There is, however, a problem, namely that the field smooths over land, it borrows strength across land. This is not acceptable! See (Bakka et al. 2016). (If you are happy with dependencies over land, you can use this mesh2. Just remember to re-adjust the mesh after you have estimated the spatial range.)

4 The coastline polygon mesh

We use the same settings as before, but we include the coastline polygon as a boundary in the mesh creator.

max.edge = 0.95
# - as before
bound.outer = 4.6
# - as before
mesh3 = inla.mesh.2d(boundary = poly.water,
                     loc=cbind(df$locx, df$locy),
                    max.edge = c(1,5)*max.edge,
# - use 5 times max.edge in the outer extension/offset/boundary
                    cutoff = max.edge/5,
                    offset = c(max.edge, bound.outer))
plot(mesh3, main="3rd attempt"); points(df$locx, df$locy, col="red")

The problem here is that the coastline is not well represented. The cutoff destroyed the precision of the coastline!

Let us try a smaller cutoff and see if it improves the results. Note that the cutoff is no longer given as a function of max.edge; the cutoff’s main issue is no longer the data locations, but is about the boundary polygon.

max.edge = 0.95
# - as before
bound.outer = 4.6
# - as before
mesh4 = inla.mesh.2d(boundary = poly.water,
                     loc=cbind(df$locx, df$locy),
                    max.edge = c(1,5)*max.edge,
# - use 5 times max.edge in the outer extension/offset/boundary
                    cutoff = 0.06,
                    offset = c(max.edge, bound.outer))
plot(mesh4, main="4th attempt", lwd=0.5); points(df$locx, df$locy, col="red")

This looks good!

4.0.1 How computationally expensive is this?

The important number:

mesh4$n
## [1] 6404

The computational time grows proportional to this number \(n\) to the power \(\frac{3}{2}\).

4.0.2 Did we accidentally put observations on land?

in.water = over(poly.water, SpatialPoints(cbind(df$locx, df$locy)), returnList=T)[[1]]
print(paste("There are", nrow(df)-length(in.water), "points on land in the original polygon"))
## [1] "There are 0 points on land in the original polygon"

To check if any observations are on land when using the mesh, you need to look at the code in BTopic107, and run the above snippet with Omega.SP[[1]] instead of poly.water.

5 Comments and additional material

The code example above is complete.
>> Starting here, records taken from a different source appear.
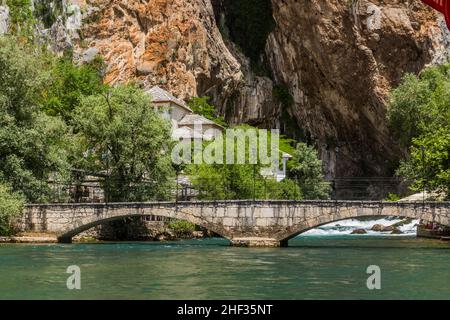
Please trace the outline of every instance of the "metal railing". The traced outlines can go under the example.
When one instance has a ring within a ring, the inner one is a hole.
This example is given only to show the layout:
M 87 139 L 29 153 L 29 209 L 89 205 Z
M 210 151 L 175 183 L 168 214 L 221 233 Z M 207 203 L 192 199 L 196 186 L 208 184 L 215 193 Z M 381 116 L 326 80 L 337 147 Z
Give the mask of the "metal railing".
M 139 184 L 119 184 L 105 176 L 90 176 L 73 182 L 50 181 L 50 199 L 53 203 L 103 203 L 121 201 L 191 201 L 191 200 L 269 200 L 273 190 L 267 179 L 257 177 L 247 181 L 246 186 L 236 186 L 233 182 L 214 185 L 214 179 L 195 179 L 187 177 L 174 179 L 171 187 L 161 199 L 146 198 L 155 188 L 152 181 Z M 389 193 L 405 194 L 407 183 L 397 178 L 337 178 L 326 181 L 330 187 L 332 200 L 383 200 Z M 114 190 L 113 190 L 114 189 Z M 127 196 L 128 195 L 128 196 Z M 141 198 L 142 196 L 142 198 Z M 292 197 L 286 200 L 302 200 L 305 197 Z M 306 199 L 307 200 L 307 199 Z

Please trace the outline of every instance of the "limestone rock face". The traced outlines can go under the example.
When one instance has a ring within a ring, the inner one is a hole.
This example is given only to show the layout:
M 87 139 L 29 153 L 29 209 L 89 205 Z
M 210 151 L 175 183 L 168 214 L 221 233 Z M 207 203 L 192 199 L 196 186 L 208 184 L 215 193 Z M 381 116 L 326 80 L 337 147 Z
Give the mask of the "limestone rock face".
M 0 6 L 0 35 L 8 32 L 9 24 L 9 8 L 8 6 Z
M 261 57 L 269 74 L 257 76 L 219 31 L 211 1 L 67 0 L 65 29 L 76 32 L 51 34 L 75 44 L 80 62 L 99 52 L 110 84 L 207 95 L 232 123 L 293 122 L 285 133 L 318 147 L 329 178 L 392 173 L 404 150 L 386 125 L 388 92 L 405 72 L 450 57 L 441 16 L 420 0 L 271 0 L 276 27 Z M 275 86 L 292 96 L 289 107 Z
M 244 80 L 209 0 L 92 0 L 85 10 L 83 43 L 105 58 L 110 84 L 138 79 L 182 99 L 225 100 Z
M 405 72 L 450 56 L 442 23 L 419 0 L 272 3 L 266 54 L 329 175 L 389 174 L 402 151 L 386 126 L 388 92 Z

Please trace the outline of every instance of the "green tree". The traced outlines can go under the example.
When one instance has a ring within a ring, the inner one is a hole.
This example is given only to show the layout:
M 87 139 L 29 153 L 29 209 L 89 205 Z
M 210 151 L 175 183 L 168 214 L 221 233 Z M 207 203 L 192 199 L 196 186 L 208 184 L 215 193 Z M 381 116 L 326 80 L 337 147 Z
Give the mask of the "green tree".
M 74 124 L 74 167 L 107 174 L 110 201 L 170 197 L 171 127 L 145 92 L 126 85 L 83 97 Z
M 422 151 L 423 150 L 423 151 Z M 398 174 L 413 181 L 413 191 L 450 195 L 450 126 L 413 139 L 411 155 Z
M 208 103 L 209 97 L 194 97 L 189 101 L 188 105 L 195 113 L 204 116 L 206 119 L 214 121 L 215 123 L 227 127 L 225 119 L 219 116 L 216 108 Z
M 425 69 L 420 76 L 406 74 L 392 91 L 388 122 L 402 145 L 447 126 L 450 119 L 450 62 Z
M 247 130 L 255 130 L 256 128 L 241 125 L 234 129 L 242 130 L 245 134 Z M 256 131 L 260 134 L 260 131 Z M 274 138 L 268 135 L 268 150 L 270 150 L 270 141 Z M 227 164 L 226 149 L 227 145 L 234 144 L 234 154 L 237 157 L 238 144 L 230 138 L 223 137 L 207 144 L 211 148 L 216 144 L 219 148 L 223 148 L 223 159 L 221 163 L 214 164 L 193 164 L 189 166 L 189 174 L 191 175 L 191 182 L 196 190 L 199 191 L 199 198 L 218 200 L 218 199 L 301 199 L 301 190 L 299 186 L 293 181 L 286 179 L 281 183 L 277 183 L 273 178 L 264 178 L 261 175 L 261 169 L 270 167 L 270 165 L 263 165 L 262 159 L 257 158 L 255 164 L 250 160 L 250 140 L 245 142 L 245 163 Z M 259 142 L 256 146 L 256 151 L 259 154 Z M 280 149 L 290 148 L 290 140 L 281 137 Z M 215 148 L 211 148 L 215 149 Z M 277 151 L 281 154 L 281 151 Z M 237 160 L 235 158 L 235 160 Z
M 102 78 L 103 62 L 100 57 L 92 63 L 76 66 L 70 59 L 56 60 L 50 70 L 50 84 L 42 107 L 48 115 L 60 115 L 67 122 L 85 96 L 106 90 Z
M 396 193 L 389 193 L 388 196 L 384 199 L 384 201 L 388 202 L 397 202 L 401 199 L 401 197 Z
M 322 161 L 317 151 L 305 143 L 297 144 L 293 158 L 288 163 L 289 176 L 301 189 L 305 199 L 328 199 L 330 184 L 322 173 Z
M 295 180 L 284 179 L 277 182 L 273 179 L 266 180 L 264 186 L 264 196 L 266 199 L 286 199 L 286 200 L 301 200 L 303 199 L 302 190 Z
M 410 155 L 397 174 L 414 191 L 449 195 L 450 62 L 408 74 L 393 90 L 388 120 Z
M 257 164 L 200 164 L 192 165 L 189 173 L 200 199 L 262 199 L 260 168 Z
M 48 201 L 48 180 L 67 170 L 67 127 L 39 105 L 47 57 L 16 40 L 0 37 L 0 176 L 28 201 Z
M 24 197 L 13 192 L 11 187 L 0 182 L 0 235 L 13 233 L 13 222 L 22 213 Z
Here follows additional comments and information.

5.1 Comment A: Mesh construction is a gate

One big advantage with the mesh construction process is that it is a “gate”; you do not need to know how it was constructed, you can plot the mesh and check that it is sensible! Go to What is needed for a good mesh.

5.2 Comment B: Mesh contruction depends on inference

If the mesh is very fine (small enough max.edge) and has a large outer extension, the inference can always be done, and the mesh does not depend on the result.

But, if you want a computational mesh, you have to modify the mesh after running inference. This is not an inconsistency in the modeling approach, since it is only a computational issue. I recommend running inference at first with the settings above, then running inference, and looking at inla.result$summary.hyperpar$mean and finding the posterior mean estimate for the range. Then, go back and redo max.edge to be between 1/5 and 1/10 of this range. You can have a smaller max.edge but this is just an unnecessary “waste of time”. Similarly, ensure the outer extension is close to the estimate for the range.

References

Bakka, H., J. Vanhatalo, J. Illian, D. Simpson, and H. Rue. 2016. “Accounting for Physical Barriers in Species Distribution Modeling with Non-Stationary Spatial Random Effects.” arXiv preprint arXiv:1608.03787. Norwegian University of Science; Technology, Trondheim, Norway.
Kallasvuo, Meri, Jarno Vanhatalo, and Lari Veneranta. 2016. “Modeling the Spatial Distribution of Larval Fish Abundance Provides Essential Information for Management.” Canadian Journal of Fisheries and Aquatic Sciences, no. ja.